Hiroshi lo tenía todo planeado. Sabía la ejecución de cada paso, excepto del último. El día anterior limpió su casa, tiró a la basura todo lo que hasta ahora había conformado su casa de ocho tatamis, retiró del banco el poco dinero que le quedaba y reservó un coche de alquiler a sabiendas que jamás se vería en la obligación de devolverlo.
Tenía grabado en su cabeza el camino más cortó para llegar a Aokigahara desde Tokio. Atravesó Shinjuku con sus luces aún encendidas mientras despuntaba una nueva mañana; dejó de lado el Palacio Imperial con una quietud de siglos, y desde la autovía, que se elevaba como una rampa de un portaaviones, vio las torres de Shibuya, del que sólo le venían a la memoria sus impersonales moteles.
Cuando llegó a la frontera del mar de árboles de Aokigahara el sol ya había recorrido parte de su arco diario, aunque apenas era un disco blanco velado por las espesas nubes de una pesada niebla gris.
Con una entereza que le sorprendió aparcó a la orilla de un lago, donde comenzaba a abrir para los oriundos una cafetería de carretera a los pies de un imponente monte Fuji, pese a que su cima estaba oculta por la cortina de nubes.
Se tomó un café americano y repasó los pasos que aún le quedaban por delante y el contenido de la mochila con sus últimas pertenencias.
Tras media hora en la cafetería se encaminó a su verdadero destino: el bosque de Aokigahara, un lugar encantado, que le pareció el más muerto y solitario del mundo.
Dejó el coche junto a una cabaña a la entrada del bosque y se adentró a la espesa maraña de árboles, oscura y callada, en la que tan solo el crujir de las hojas secas y las ramas al romperse bajo su peso testificaban que aún seguía vivo.

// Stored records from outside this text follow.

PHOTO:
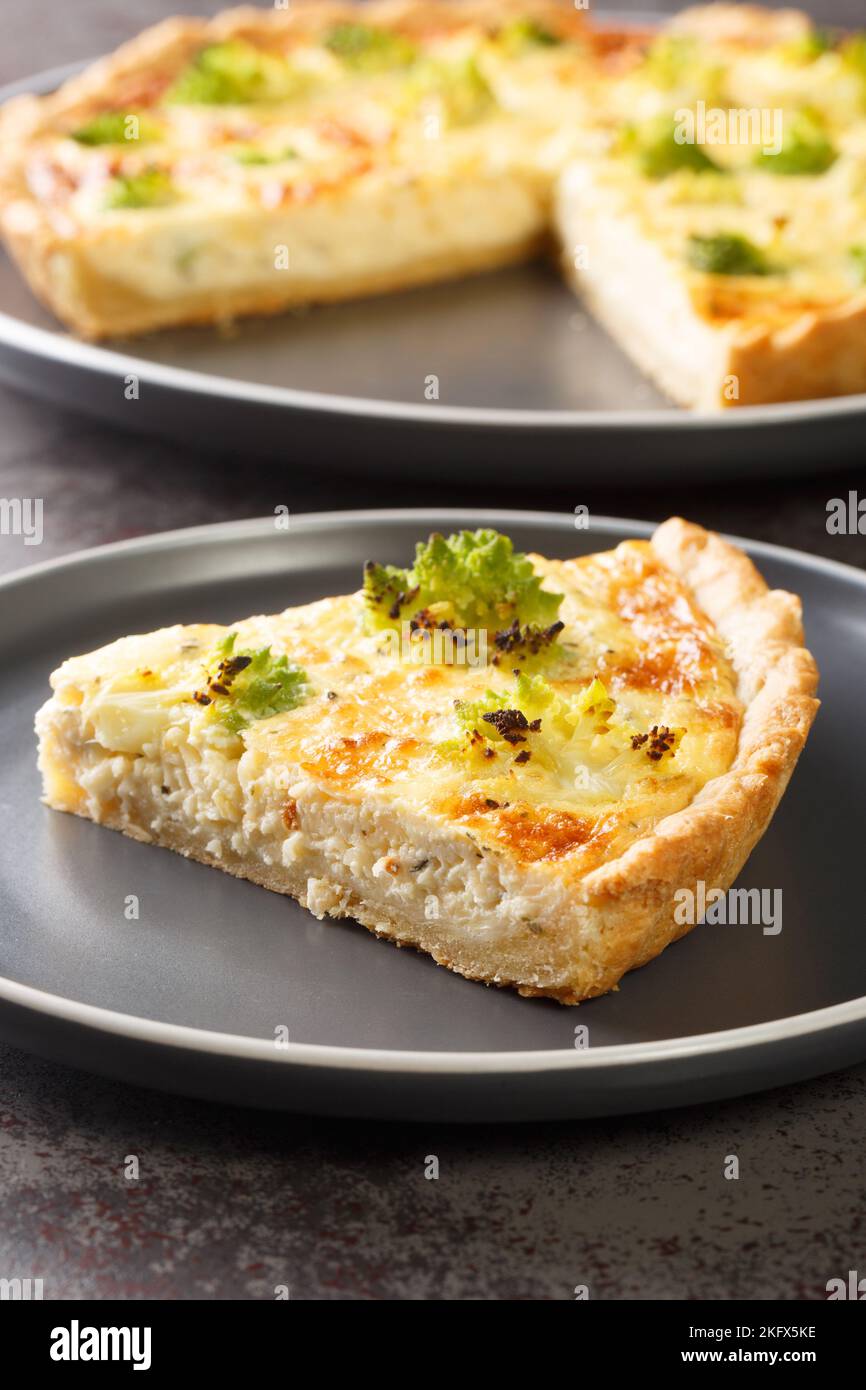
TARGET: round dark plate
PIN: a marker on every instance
(191, 995)
(526, 378)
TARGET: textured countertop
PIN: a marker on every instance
(232, 1203)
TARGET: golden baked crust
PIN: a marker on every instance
(755, 339)
(549, 891)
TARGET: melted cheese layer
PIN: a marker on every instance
(385, 730)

No existía ningún camino ni una senda que seguir y poco a poco la subida de las laderas a los pies del gigantesco cono del Fuji se hacía más tortuosa.
El suelo volcánico, como una esponja de dimensiones colosales, estaba lleno de huecos, de los que emanaba un vapor que se filtraba por una alfombra de musgo y hojas en proceso de descomposición.

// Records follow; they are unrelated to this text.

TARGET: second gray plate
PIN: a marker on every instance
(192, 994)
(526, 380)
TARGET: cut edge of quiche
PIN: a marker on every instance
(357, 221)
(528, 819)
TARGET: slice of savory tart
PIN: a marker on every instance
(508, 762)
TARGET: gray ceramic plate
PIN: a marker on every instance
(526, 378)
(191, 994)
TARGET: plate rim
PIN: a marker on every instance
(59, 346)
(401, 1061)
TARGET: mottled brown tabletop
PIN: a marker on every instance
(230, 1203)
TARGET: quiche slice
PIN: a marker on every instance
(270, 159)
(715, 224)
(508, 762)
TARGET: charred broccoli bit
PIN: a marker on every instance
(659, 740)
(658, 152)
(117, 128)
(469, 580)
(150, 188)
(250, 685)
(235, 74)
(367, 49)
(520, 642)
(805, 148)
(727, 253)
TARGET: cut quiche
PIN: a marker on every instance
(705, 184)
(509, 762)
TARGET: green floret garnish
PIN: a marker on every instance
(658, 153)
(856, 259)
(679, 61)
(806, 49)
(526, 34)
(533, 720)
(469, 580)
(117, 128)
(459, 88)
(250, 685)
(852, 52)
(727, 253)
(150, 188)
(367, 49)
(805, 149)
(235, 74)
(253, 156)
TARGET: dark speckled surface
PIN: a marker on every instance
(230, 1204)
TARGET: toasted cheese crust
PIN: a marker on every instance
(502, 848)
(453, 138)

No había, o no se veían, animales o insectos, ni siquiera las cigarras, que aún aguantaban los primeros compases del otoño en el resto del país. Además, los abetos no podían echar raíces sólidas en ese suelo y sus troncos eran jóvenes y débiles, y cuando alcanzaban una anchura digna sucumbían a la podredumbre, caían y se poblaban de hongos deformes.
Siguió avanzando en ese terreno poroso, lleno de pequeñas grutas, en las que a veces encontraba algún zapato o prenda más propia de la ciudad de que de una jornada de acampada.
Las raíces de los árboles se extendían como serpientes bajo sus pies.
Cuando comenzó a oscurecer procedió a abordar los últimos pasos de su plan con asombrosa tranquilidad. Buscó una caverna lo suficientemente grande, extrajo de la mochila varias bolsas de plástico que llenó con hojas y las dispuso alrededor formando una pared para su tumba.
Al extenderse en la cavidad, en aquel húmedo refugio de hojas y rocas tuvo una extraña sensación acogedora.
Se puso el chubasquero y repasó el contenido de su mochila: un frasco de pentobarbital y otro de antiemético, una botella de agua y una bolsa con una escueta carta de despedida, su cartera con tarjetas de créditos y el carné de conducir. A eso había que añadir los 100.000 yenes del bolsillo de su pantalón.
Se acomodó y aceptó con resignación el destino que acababa de elegir. Tragó los tarros de pastillas, se abrazó a su mochila y deseo que el tiempo llenara su caverna de rocas, hojas, troncos y musgo para desaparecer por los siglos de los siglos en el vientre del Fuji.